Using Data Sets

Often times we want to analyze not a single file, but a group of files that share some set of characteristics. This could be the set of files that are from a certain run, a given time range, or share certain other characteristics such as all having a events from a specific trigger. In general terms we refer to this collection of files as a "data set" and it convenient to give data sets symbolic (and descriptive) names which can then be used by others when performing similar analysis.


I want to analyze the set of all raw files which meet the following criteria:

  1. Are from the time range 2011-01-28 to 2011-10-12
  2. Contain NuMI trigger events
  3. Are not marked as "bad"
  4. Are not from short runs (runs with only a single subrun)
  5. Are not from runs with less than 10,000 events

As of today (2011-10-12) there are 6824 files which match this selection.
They have a total file size of: 429.29GB
and have a total event count of: 45,228,486 events

This is a nice "data set" but tracking 6824 different file names could be a problem. Instead I want to give it a symbolic name so that I don't have to remember exactly which files were in this set, and so I can pass you a simple, easy to remember name instead of a list of almost 7 thousand files.

In this case I called this set: "numi_triggers_ndos_28JAN11-12OCT11_norman"

It's a bit wordy, but still easier to deal than seven thousand files.

Speaking of files.....

Data File Locations

As the experiment takes data, it's not practical to store every single data file (raw and offline processed) on the Fermilab central disk services (for NDOS we could do this, but it doesn't scale). Instead files are typically stored on a combination of:

  • Local Disk (i.e. the disk of the node where you are running your job)
  • Central Disk (BlueArc)
  • Cache Disk
  • Archival Tape

The location of a file may change over time as it migrates between different locations (i.e. is loaded from a tape to a fast cache disk, or moves off of BlueArc and onto tape for long term storage). Normally keeping track of this would be a nightmare and at any given time you may not know where your files really are.

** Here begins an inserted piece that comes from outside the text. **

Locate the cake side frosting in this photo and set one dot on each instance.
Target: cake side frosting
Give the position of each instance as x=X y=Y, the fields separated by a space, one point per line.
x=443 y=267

Using a data handling service like SAM, this bookkeeping is handled for you.

You simply define your dataset, and SAM finds and delivers your files to you, on what ever disk you need the file to be on.

Defining SAM Data Sets

SAM data sets are defined as a complicated database query that is run when ever the user requests the data set. This means that some of your data sets will appear completely static, while others can dynamically change based on the data that has been taken (e.g. if you define a data set that is all files since 01Jan2011, that data set will grow, while a set based on a limited range, say 02Jan2011-05May2011, will remain static.)

To define a data set in NOvA, there is a simple web interface that will let you construct your dataset, test it, save it, or recall it.

To reach the DEMO version of this interface go to:

You will see a page that looks like:

When working with a data set definition, start by selecting your "data tier" which is the type of data files you are interested. Currently we have data tiers defined for the Raw data, processed (rootified) data, Monte Carlo data, pedestal calibration files and DAQ log files.

Next select either a date range or a run number that you are interested in. You can use multiple date ranges, run numbers or subrun numbers. Each time you add one just make sure to include some logical operation that specifies how you want it selected (i.e. AND or OR). As you build your data set definition it is displayed in the text box near the bottom of the page.

You can additionally select various other criteria including the trigger stream, number of events in a file, the actual file size or any other metadata that is recorded for the class of files that you are interested in.

At any time you can test your data set definition by submitting your query.


One of the features of our raw and processed data files are that they embedded in themselves a large amount of "metadata" that describe the files themselves, how they were generated, and other auxiliary bits of information that can be useful in understanding what is in a file or how it should be grouped with other files.